Well, maybe Mr. Swift was being a bit too hard on politicians…but here’s to the stewardship of soil! This is why we aspire to take good care of this land that we do not own, but that we have been given responsibility for. The following video talks about a project to leave extra water for cutthroat trout spawning in Wasson Creek. Combined with a fencing project that kept cattle off the creek long enough for re-vegetation to occur, this has greatly increased the fish population in this little tributary of the Blackfoot river.

For 11 years now, we have been working to manage invasive species such as Knapweed, Sulfur Cinquefoil, and Houndstongue using sheep or goats. With the help of a grant from the MT Sheep Institute, George Hirschenberger from the Bureau of Land Management, Sieben Livestock Co, and Sieben Ranch, a wonderful family of Peruvian herders, Montana State University, and many others, we are working to combat spotted knapweed on 6,000 acres of ground that lies east of hwy 141. The sheep are herded through areas of high knapweed density during the time when it has bloomed, and they eat the seed heads to prevent as many plants from going to seed as possible.

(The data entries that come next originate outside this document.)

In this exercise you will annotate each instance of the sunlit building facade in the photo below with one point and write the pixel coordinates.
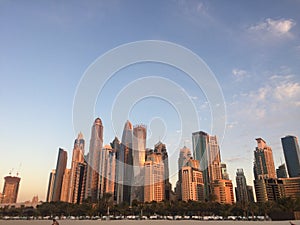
(10, 189)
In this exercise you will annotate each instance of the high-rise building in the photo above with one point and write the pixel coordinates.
(291, 187)
(184, 156)
(118, 194)
(139, 157)
(10, 189)
(242, 190)
(263, 161)
(125, 166)
(206, 150)
(107, 170)
(65, 188)
(59, 174)
(160, 148)
(281, 171)
(223, 191)
(96, 144)
(225, 175)
(79, 183)
(191, 180)
(154, 187)
(292, 155)
(77, 166)
(50, 186)
(266, 185)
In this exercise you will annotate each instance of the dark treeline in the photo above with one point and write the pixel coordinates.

SheepGrazeFlat2Managing noxious weeds can be a very big challenge, and the knapweed project is no exception. Because knapweed seeds can survive in the soil for 10 years or more, and because there are always plenty of sources of new seed (wind, birds, animals), our focus is to manage for healthy soil and diverse grass species so that there are plenty of competitors for hardy invasive plants.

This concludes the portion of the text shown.